Un document repris dans le livre est à ce sujet assez éloquent : il s'agit de la grille des tarifs mis en place par les nazis pour la « location des prisonniers » aux usines. le calcul de la rentabilité d'un détenu est basé sur une durée de vie moyenne de 9 mois. Très pragmatique le document prévoit dans le calcul de la rentabilité sur ces 9 mois « l'utilisation rationnelle du cadavre » à savoir les dents en or, les vêtements, les objets de valeur, sans oublier de déduire le coût moyen de l'incinération. Au total un détenu rapportera donc en moyenne 1 631 marks… On fait difficilement plus glauque et plus inhumain. Pourtant je vous assure que dans ces témoignages j'ai lu bien pire.

Entre sa création en 1936 et sa libération le 22 avril 1945, 204 537 prisonniers vont être retenus à Sachso, 100 167 détenus seront exterminés et 9000 mourront pendant les marches de la mort. Sans compter ceux qui mourront des suites des mauvais traitements après cette date et tous ceux qui sont morts sans laisser de trace, les archives ayant été partiellement brûlées par les Allemands pendant la débâcle.

Entre ces deux dates des hommes ont vécu l'enfer dans l'enceinte de Sachso. Ce sont principalement des triangles rouge : opposants politiques. Beaucoup de français furent envoyés dans ce camps il y eut les gueules noires du Nord qui avaient fait grève pour protester contre leurs conditions de travail et le gouvernement de Vichy. En 1941, 300 d'entre eux arrivèrent à Sachso. Il y eut également les fameux Nuit et Brouillard qui étaient des résistants et des saboteurs voués à une mort certaine mais dont personne ne devait connaître le sort. C'est également à Sachso que les SS punis pour un motif quelconque étaient envoyés, de même pour les antifascistes Allemands. Au nombre des détenus il y avait aussi de nombreux triangles vert, à savoir des prisonniers de droit commun.

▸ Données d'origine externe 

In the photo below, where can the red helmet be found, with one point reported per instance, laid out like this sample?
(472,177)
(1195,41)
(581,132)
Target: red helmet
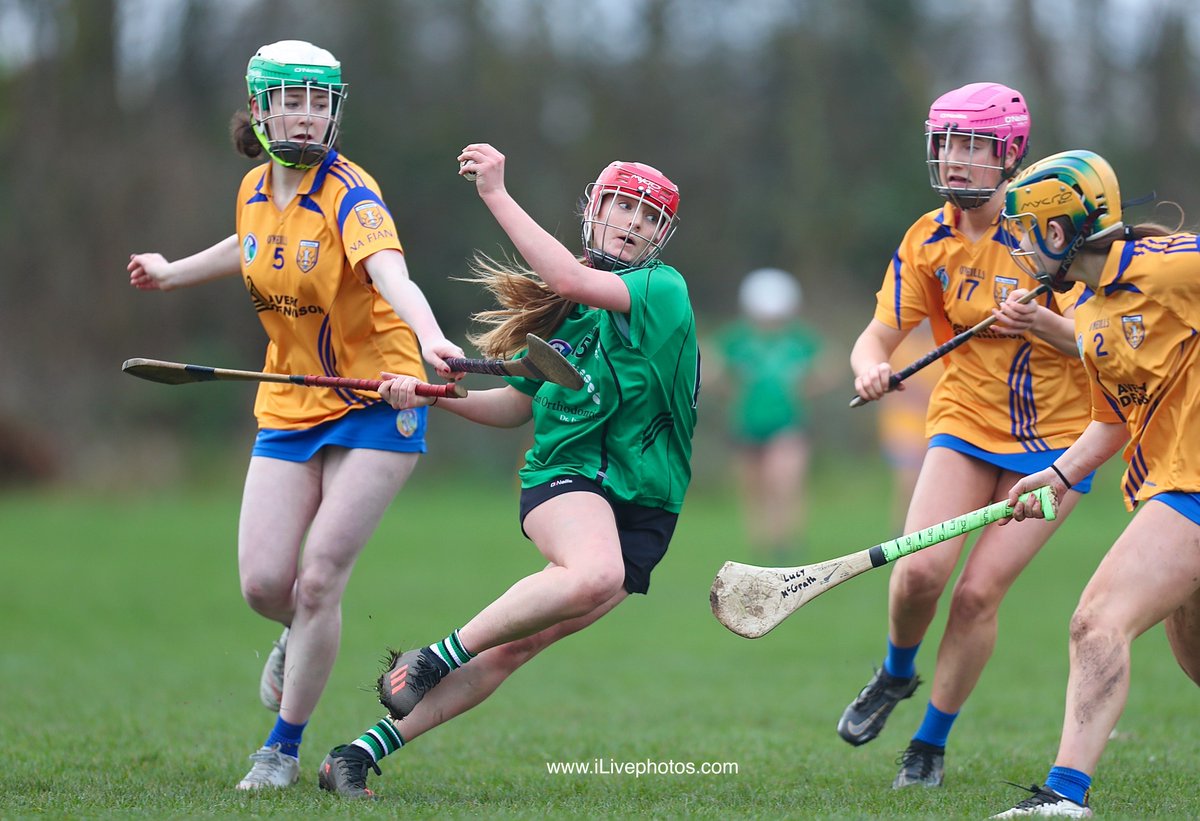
(653,196)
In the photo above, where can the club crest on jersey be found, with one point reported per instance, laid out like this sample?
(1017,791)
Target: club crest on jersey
(250,249)
(1002,288)
(1134,329)
(306,255)
(370,214)
(407,423)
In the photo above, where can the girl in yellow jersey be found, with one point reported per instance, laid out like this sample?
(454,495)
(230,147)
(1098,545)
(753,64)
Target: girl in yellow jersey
(318,252)
(1007,403)
(1138,329)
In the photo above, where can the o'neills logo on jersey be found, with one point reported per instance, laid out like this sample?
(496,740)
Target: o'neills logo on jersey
(306,255)
(250,249)
(281,304)
(370,214)
(1002,288)
(1134,329)
(407,423)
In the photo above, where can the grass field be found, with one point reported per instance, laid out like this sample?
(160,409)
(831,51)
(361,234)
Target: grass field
(130,666)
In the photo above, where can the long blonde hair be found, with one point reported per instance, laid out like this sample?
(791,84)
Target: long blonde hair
(527,306)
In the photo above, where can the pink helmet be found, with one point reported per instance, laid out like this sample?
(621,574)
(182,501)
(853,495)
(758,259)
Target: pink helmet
(641,183)
(988,112)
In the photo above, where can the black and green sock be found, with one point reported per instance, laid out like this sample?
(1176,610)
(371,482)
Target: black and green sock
(381,739)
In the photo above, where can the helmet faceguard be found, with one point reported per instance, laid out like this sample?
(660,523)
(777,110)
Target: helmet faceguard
(298,91)
(1075,189)
(634,204)
(990,118)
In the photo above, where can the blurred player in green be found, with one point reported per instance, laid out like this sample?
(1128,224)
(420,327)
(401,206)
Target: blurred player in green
(765,360)
(319,253)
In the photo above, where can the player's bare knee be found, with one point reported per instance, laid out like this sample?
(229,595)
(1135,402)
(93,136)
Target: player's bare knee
(919,582)
(265,595)
(593,587)
(973,603)
(1092,636)
(513,654)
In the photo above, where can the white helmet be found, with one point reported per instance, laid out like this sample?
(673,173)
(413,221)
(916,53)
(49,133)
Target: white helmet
(769,294)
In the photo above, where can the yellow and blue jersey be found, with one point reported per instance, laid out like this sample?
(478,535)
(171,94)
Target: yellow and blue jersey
(1001,394)
(1139,335)
(304,270)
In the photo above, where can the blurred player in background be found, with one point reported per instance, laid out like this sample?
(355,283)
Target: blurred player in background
(765,361)
(1138,324)
(318,252)
(1008,402)
(604,481)
(901,420)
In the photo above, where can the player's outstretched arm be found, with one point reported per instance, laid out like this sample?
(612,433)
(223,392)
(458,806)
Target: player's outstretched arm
(153,271)
(497,407)
(389,271)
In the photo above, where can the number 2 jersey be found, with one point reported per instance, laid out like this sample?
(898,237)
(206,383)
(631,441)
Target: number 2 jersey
(1139,335)
(630,426)
(1002,394)
(303,268)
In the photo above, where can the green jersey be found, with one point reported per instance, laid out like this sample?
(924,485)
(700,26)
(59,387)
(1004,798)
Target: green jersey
(630,426)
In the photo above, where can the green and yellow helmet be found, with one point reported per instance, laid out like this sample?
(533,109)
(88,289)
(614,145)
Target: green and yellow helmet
(1077,187)
(298,91)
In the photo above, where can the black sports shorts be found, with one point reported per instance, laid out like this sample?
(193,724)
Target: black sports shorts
(645,532)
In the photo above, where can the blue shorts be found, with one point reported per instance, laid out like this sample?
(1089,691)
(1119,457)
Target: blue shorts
(1186,504)
(1023,463)
(376,427)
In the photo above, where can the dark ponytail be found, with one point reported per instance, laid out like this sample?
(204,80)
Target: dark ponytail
(245,141)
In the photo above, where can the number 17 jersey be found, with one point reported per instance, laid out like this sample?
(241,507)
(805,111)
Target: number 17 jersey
(1002,394)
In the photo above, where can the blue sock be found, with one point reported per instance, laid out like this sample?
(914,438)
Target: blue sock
(936,726)
(901,661)
(1069,784)
(287,736)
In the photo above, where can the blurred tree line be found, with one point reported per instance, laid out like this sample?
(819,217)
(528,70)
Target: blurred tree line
(792,127)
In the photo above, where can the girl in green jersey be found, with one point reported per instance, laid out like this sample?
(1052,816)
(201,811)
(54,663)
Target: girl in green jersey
(605,478)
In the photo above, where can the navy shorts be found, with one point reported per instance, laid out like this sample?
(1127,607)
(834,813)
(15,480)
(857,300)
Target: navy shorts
(645,532)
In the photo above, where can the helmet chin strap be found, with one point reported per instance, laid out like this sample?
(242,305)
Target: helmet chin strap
(1057,282)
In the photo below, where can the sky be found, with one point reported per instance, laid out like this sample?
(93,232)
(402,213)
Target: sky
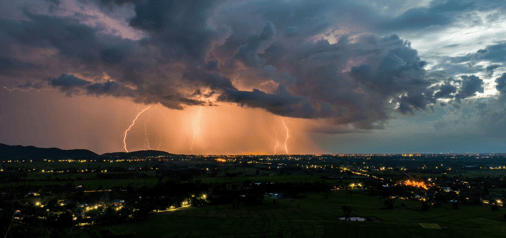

ce livre recueille 300 témoignages de français qui ont survécu et qui se sont sentis le devoir de raconter. Il se sont alors fait violence pour affronter leurs cauchemars et raviver leurs douloureux souvenirs. Très bien construit le livre s'articule autour de ces témoignages et nous parle de l'internement dans ce camp, du voyage en convois jusqu'aux marches de la mort en passant par la quarantaine à l'arrivée dans le camp, les différents kommandos existants, le revier, les tentatives d'évasion, le fonctionnement administratif absurde mais terriblement efficace, la résistance au sein du camps (son organisation et ses actions) et enfin la libération.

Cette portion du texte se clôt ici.